Sofia Alexandra Cepa Escobar Ferreira da Silva (born November 29, 1984) is a Portuguese soprano singer and actress. She is best known for being part of the cast in West End musicals, in London. She performed the role of Maria in West Side Story. Her most acclaimed role was Christine Daaé, the lead character in Andrew Lloyd Webber's Phantom of the Opera.

Biography 
Sofia Alexandra Cepa Escobar Ferreira da Silva was born on November 29, 1984 in Guimarães, Braga, Portugal.

She studied at Conservatório de Música do Porto in Oporto, Portugal, and continued her studies at the Guildhall School of Music and Drama.

She had a scholarship that paid for her tuition. Her parents could not afford her studies in London, and took out a mortgage on their house to pay for her studies. Sofía worked as a waitress in a restaurant near the school after classes for 5 pounds an hour, until 2am.

Personal life 
On September 21, 2013 she married the Spanish actor, Gonzalo Ramos in an intimate ceremony in Guimarães, Portugal. On March 6, 2014, she gave birth to the couple's first child, a boy, whom they called Gabriel Ramos Escobar.

Career
Escobar's first experience in the West End musicals was with The Phantom of the Opera, after having been the lead understudy actress in 2007 and 2008.

She played the lead Hanna Gzelak character in the Portuguese musical Scents of Light.

She performed in the West Side Story, taking the role of Puerto Rican girl Maria.

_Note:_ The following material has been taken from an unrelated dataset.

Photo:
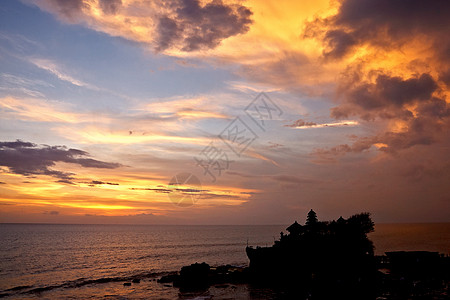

From 2010 to 2013 she played the role of Christine Daaé, the leading character in The Phantom of the Opera at Her Majesty's Theatre in Haymarket, London. She is one very few non-native English speakers to have portrayed Daaé in an English-language production.

As an actress he participated on the Portuguese TV series Morangos com Açúcar in 2003, as professor Olívia Matos, in 42 episodes. In 2009 Escobar was a judge on the Portuguese TV show Quem é o Melhor?.

On October 6, 2012, she performed a duet with Spanish tenor José Carreras in her hometown, invited by him.
Between 2015 and 2016, she was a jury member in the Got Talent Portugal program.
In 2016 she was part of the cast in the new Portuguese musical Eusébio, a tribute to the Portuguese footballer, that made it to the stage on April 6. And she is now on the "Entre o Céu e a Terra" play.

Awards and nominations 
Sofia Escobar won the "Best Actress in a Musical" award for by the Whatsonstage Theatregoer's Choice Awards while a performer in West Side Story. She has been nominated in the best actress category for the 2009 Laurence Olivier awards due to her performance of Maria in West Side Story.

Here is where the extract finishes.